空荡的荒野望不到边际,枯黄的野草像张褪色的兽皮,铺满了起伏的山丘。风掠过草叶,卷起细碎的草屑,发出“沙沙”的轻响,仿佛大地在低声呢喃。远处,一棵高大的山毛榉孤零零矗立在山丘顶端,泛红的枝叶在夕阳下如同燃烧的火焰,将整棵树衬得像一只巨大的火炬,在空旷的荒野中格外醒目。
阿契琉斯耸耸肩,重新拉紧捆着箩筐的牛皮带——皮带勒得肩膀有些发疼,他下意识地揉了揉。随后,他用手拢成喇叭状,朝着远处的山毛榉大喊道:“呜呼!”声音在空旷的荒野中回荡,惊起了树梢间栖息的飞鸟。
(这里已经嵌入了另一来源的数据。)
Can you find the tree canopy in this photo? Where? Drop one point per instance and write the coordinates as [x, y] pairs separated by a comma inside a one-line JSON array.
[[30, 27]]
一大群色彩斑斓的飞鸟扑棱着翅膀腾空而起,红的、蓝的、黄的羽毛在夕阳下闪着微光,如同打翻了的颜料盘。它们黑压压地连成一片,朝着远方的天际飞去,只留下山毛榉的枝叶还在“哗啦啦”地晃动,像是在为飞鸟送别。
阿契琉斯得意地叉着腰,望着那棵通体赤红的山毛榉,晃了晃脑袋,惊叹道:“好大一棵树!这树干怕是得十几个人合抱才能围住,在达克森林里都少见这么粗壮的。”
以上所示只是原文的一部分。